Die Bayerische Staatsbibliothek spricht von einem Glücksfall. Das Haus erhält einen großen Neuzugang für seine Orientsammlung. Es geht unter anderem um Gebets- und Zauberrollen.

Der Bayerischen Staatsbibliothek ist es gelungen, eine umfangreiche Sammlung von 231 äthiopischen Handschriften für ihre Orientsammlung zu erwerben. Das außergewöhnliche Konvolut gehörte dem Historiker, Juristen und Privatsammler Karl Heinz Burmeister (1936-2014), wie das Haus am Dienstag in München mitteilte. Die Handschriften stammten zum größten Teil aus dem 19. Jahrhundert und bildeten eine wertvolle Ergänzung der bestehenden Sammlung äthiopischer Handschriften der Bibliothek. Diese sei nunmehr mit 414 Exponaten die größte ihrer Art in Deutschland.

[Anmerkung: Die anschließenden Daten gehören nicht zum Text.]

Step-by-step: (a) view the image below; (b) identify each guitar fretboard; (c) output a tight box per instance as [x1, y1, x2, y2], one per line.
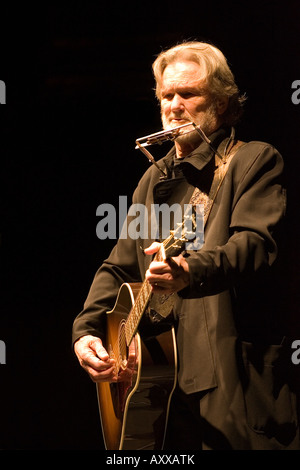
[125, 239, 174, 346]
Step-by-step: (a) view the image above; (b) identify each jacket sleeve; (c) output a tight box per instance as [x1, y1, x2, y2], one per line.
[181, 143, 286, 297]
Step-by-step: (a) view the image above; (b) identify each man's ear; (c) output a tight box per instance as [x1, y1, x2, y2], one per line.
[216, 96, 229, 116]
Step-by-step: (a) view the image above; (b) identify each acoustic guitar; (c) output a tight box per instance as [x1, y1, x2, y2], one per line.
[96, 218, 195, 450]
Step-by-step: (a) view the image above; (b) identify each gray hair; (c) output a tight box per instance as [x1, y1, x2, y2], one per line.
[152, 41, 246, 126]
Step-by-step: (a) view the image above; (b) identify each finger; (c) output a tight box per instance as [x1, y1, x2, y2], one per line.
[144, 242, 161, 255]
[86, 367, 118, 383]
[90, 340, 109, 361]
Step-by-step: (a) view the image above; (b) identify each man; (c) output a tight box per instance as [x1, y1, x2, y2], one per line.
[73, 42, 299, 450]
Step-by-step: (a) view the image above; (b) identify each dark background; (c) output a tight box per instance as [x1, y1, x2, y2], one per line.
[0, 0, 300, 450]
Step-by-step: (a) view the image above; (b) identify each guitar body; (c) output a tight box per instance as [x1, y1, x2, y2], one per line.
[97, 284, 177, 450]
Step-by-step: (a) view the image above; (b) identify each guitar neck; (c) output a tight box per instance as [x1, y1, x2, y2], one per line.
[125, 239, 173, 346]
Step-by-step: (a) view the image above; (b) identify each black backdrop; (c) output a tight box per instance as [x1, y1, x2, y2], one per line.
[0, 0, 300, 450]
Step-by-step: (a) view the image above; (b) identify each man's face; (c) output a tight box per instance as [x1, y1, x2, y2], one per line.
[161, 60, 220, 145]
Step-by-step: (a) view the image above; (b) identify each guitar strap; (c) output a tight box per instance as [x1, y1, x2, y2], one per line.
[148, 138, 245, 321]
[189, 140, 245, 226]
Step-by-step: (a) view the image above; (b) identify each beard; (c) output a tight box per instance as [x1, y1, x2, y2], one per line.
[161, 103, 218, 147]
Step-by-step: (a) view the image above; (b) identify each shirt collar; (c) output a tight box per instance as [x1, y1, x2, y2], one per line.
[174, 127, 230, 170]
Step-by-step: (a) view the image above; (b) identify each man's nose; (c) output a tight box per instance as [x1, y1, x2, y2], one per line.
[171, 93, 185, 111]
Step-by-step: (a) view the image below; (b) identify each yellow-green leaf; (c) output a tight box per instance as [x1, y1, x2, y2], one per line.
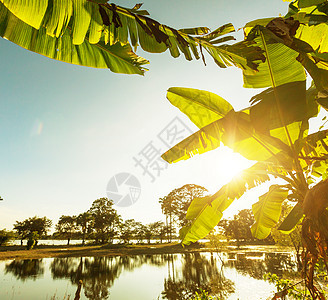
[251, 185, 288, 239]
[0, 0, 48, 29]
[166, 87, 233, 128]
[0, 3, 148, 74]
[243, 27, 306, 88]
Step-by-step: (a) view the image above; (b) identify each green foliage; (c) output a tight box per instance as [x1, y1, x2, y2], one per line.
[55, 215, 77, 245]
[0, 229, 16, 246]
[251, 185, 288, 239]
[218, 209, 255, 243]
[88, 198, 120, 243]
[264, 273, 312, 300]
[162, 1, 328, 244]
[14, 216, 52, 242]
[0, 0, 263, 74]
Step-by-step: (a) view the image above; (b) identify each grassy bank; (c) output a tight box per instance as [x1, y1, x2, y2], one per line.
[0, 243, 292, 260]
[0, 243, 199, 260]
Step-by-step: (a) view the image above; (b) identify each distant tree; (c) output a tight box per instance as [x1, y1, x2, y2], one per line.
[76, 212, 92, 245]
[0, 229, 15, 246]
[56, 215, 77, 245]
[145, 221, 165, 244]
[120, 219, 142, 244]
[14, 216, 52, 244]
[88, 198, 120, 244]
[159, 184, 208, 240]
[14, 220, 30, 246]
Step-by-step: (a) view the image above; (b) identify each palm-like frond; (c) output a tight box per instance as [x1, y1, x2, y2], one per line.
[180, 163, 270, 245]
[0, 0, 264, 74]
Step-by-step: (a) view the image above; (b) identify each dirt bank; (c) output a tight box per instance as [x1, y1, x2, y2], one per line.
[0, 243, 200, 260]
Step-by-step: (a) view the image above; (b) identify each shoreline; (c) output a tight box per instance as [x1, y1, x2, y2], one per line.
[0, 243, 292, 261]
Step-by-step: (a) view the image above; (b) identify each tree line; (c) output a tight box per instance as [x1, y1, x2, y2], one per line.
[0, 198, 172, 248]
[0, 184, 291, 248]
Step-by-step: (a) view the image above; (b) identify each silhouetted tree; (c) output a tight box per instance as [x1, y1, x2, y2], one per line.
[14, 216, 52, 245]
[88, 198, 120, 243]
[56, 215, 77, 245]
[76, 212, 92, 245]
[159, 184, 208, 240]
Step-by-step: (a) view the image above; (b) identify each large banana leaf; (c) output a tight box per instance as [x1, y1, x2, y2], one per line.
[299, 130, 328, 178]
[243, 26, 306, 88]
[0, 3, 148, 74]
[180, 163, 269, 245]
[278, 203, 303, 234]
[167, 87, 233, 128]
[251, 185, 288, 239]
[0, 0, 264, 73]
[250, 81, 318, 133]
[162, 103, 301, 163]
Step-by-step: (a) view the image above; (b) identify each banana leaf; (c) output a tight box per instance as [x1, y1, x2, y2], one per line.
[243, 26, 306, 88]
[0, 3, 148, 75]
[278, 203, 303, 234]
[251, 185, 288, 239]
[167, 87, 233, 128]
[179, 163, 270, 245]
[0, 0, 263, 74]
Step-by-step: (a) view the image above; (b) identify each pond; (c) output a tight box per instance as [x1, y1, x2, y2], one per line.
[0, 252, 296, 300]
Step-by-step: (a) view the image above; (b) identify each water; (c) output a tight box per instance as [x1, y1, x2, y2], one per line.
[0, 252, 296, 300]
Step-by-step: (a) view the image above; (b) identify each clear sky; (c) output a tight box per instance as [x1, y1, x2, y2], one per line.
[0, 0, 288, 229]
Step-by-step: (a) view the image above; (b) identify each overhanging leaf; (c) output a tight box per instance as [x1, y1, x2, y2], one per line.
[0, 3, 148, 74]
[251, 185, 288, 239]
[162, 111, 292, 163]
[243, 26, 306, 88]
[180, 163, 269, 245]
[278, 203, 303, 234]
[0, 0, 48, 29]
[166, 87, 233, 128]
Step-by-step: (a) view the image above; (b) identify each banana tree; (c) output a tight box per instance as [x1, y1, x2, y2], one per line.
[162, 0, 328, 299]
[0, 0, 264, 75]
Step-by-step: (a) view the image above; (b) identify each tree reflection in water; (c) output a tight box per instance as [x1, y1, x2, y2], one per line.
[162, 253, 234, 300]
[225, 252, 297, 279]
[1, 252, 297, 300]
[5, 259, 44, 281]
[50, 255, 166, 300]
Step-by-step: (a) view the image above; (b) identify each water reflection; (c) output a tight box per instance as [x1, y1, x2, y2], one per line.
[162, 253, 234, 300]
[225, 252, 297, 279]
[5, 259, 44, 281]
[1, 252, 296, 300]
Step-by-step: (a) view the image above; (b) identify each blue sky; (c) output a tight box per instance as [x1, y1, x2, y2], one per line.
[0, 0, 288, 229]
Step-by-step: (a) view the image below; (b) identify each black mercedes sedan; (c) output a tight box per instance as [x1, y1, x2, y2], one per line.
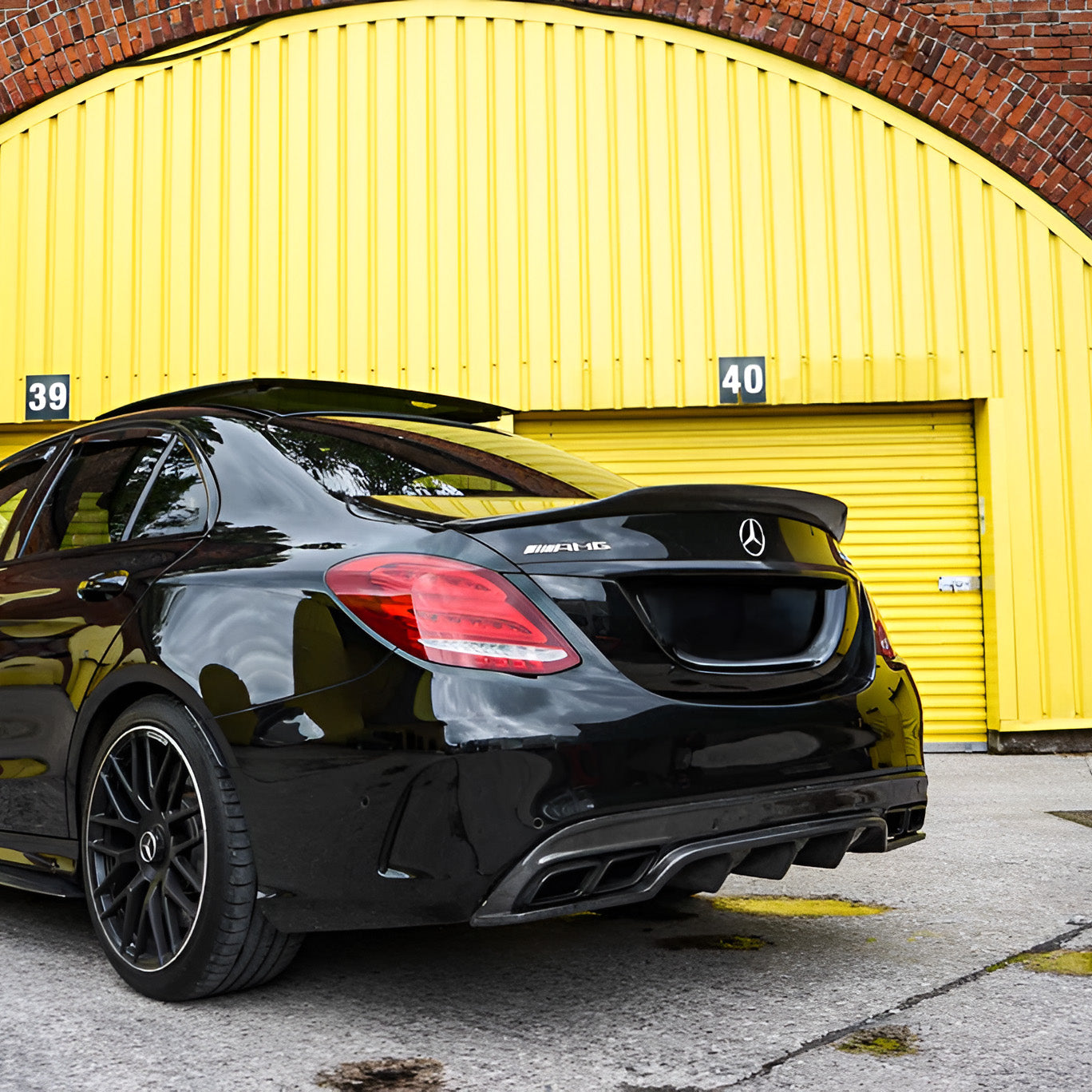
[0, 380, 926, 1000]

Bei den Werken, deren Provenienz laut Mitteilung gut dokumentiert ist, handelt es sich überwiegend um religiöse Gebrauchstexte. Unter ihnen befinden sich demnach 92 Gebets- und Zauberrollen und eine Vielzahl von Handschriften mit liturgischen oder theologischen Texten. Auch kalendarische und astronomische Berechnungen seien darunter sowie ein kurzer Brief des äthiopischen Kaisers Johannes IV. von 1885 mit kaiserlichem Siegel. Das älteste Dokument sei 1693 entstanden.

Die Handschriften spiegelten nicht selten die theologischen und politischen Diskussionen zur Zeit ihrer Entstehung wider, heißt es. Insbesondere in der hagiographischen Literatur lasse sich erkennen, wie eng das äthiopische Kaiserhaus mit der dortigen Kirche verbunden gewesen sei.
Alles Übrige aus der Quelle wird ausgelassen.